Delhi is a bustling city with a high population density and heavy traffic. Unfortunately, this means that accidents are standard on the city's roads. Delhi's infrastructure is also a contributing factor, as some roads are poorly designed, lack proper signage, and are poorly lit, especially at night.
On a layover in Delhi, India, a flight attendant and her crew decided it would be fun to visit the Taj Mahal. Unfortunately, on the way there, six crew members were involved in a motor vehicle accident about 100 miles outside Delhi. The crew members had all been transported to a local hospital for evaluation. Three were released to their hotel with only minor injuries, and three were admitted for further care.
India is a complicated country to access proper medical care, and there were concerns about the level of care available at this facility. So MedAire coordinated with the Assistance Centre in Delhi to ask for their advice and recommendations. They were very responsive, and right away, they expressed the same level of concern.
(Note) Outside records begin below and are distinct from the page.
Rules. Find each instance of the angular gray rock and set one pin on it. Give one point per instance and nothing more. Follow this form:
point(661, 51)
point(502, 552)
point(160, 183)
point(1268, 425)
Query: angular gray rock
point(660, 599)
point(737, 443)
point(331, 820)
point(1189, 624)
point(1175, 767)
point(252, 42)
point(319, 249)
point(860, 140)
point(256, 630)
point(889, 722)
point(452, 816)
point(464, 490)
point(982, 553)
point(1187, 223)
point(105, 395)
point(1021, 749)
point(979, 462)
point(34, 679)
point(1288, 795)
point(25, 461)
They suggested obtaining medical reports of the crew members and began investigating options to move them immediately. There was a preferred facility two hours away.
One flight attendant had quite an extensive laceration on her forehead up into her scalp and suffered facial and spine fractures where she underwent suturing and reparative facial laceration surgery. Unfortunately, the treating doctor stated she was unstable to be transferred to another facility.
Within a few hours, the Delhi Assistance Centre dispatched a local physician in MedAire's network to her bedside for support and to gather a more thorough medical report. The correspondent confirmed that the flight attendant was stable enough to be transferred. The Delhi Assistance Centre secured care with a trusted neurosurgeon at another facility and transferred her that following day.
Doctors were unsatisfied with the surgery done at the first facility, so they took her back into the operating room, took everything down, cleaned it all up well, and redid additional suturing to ensure her facial wounds would heal with minimal scarring. During her six-day hospital stay, doctors inserted a drain, treated her with non-surgical repairs, and fitted her with a collar. She suffered facial and spine fractures.
With help from MedAire's Delhi Assistance Centre, we reassured the crew member about the level of care she was getting. Furthermore, the Delhi Assistance Centre facilitated communication between the crew member, her medical team, her family and the airline. Additionally, the Delhi Assistance Centre coordinated a guarantee of payment in local currency.
A local resource is critical to coordinating the best care for injured or ill crew members travelling worldwide. MedAire's vast global network of over 91,800 audited providers of medical and security across 239 countries and territories promises crew will get the best care available anywhere.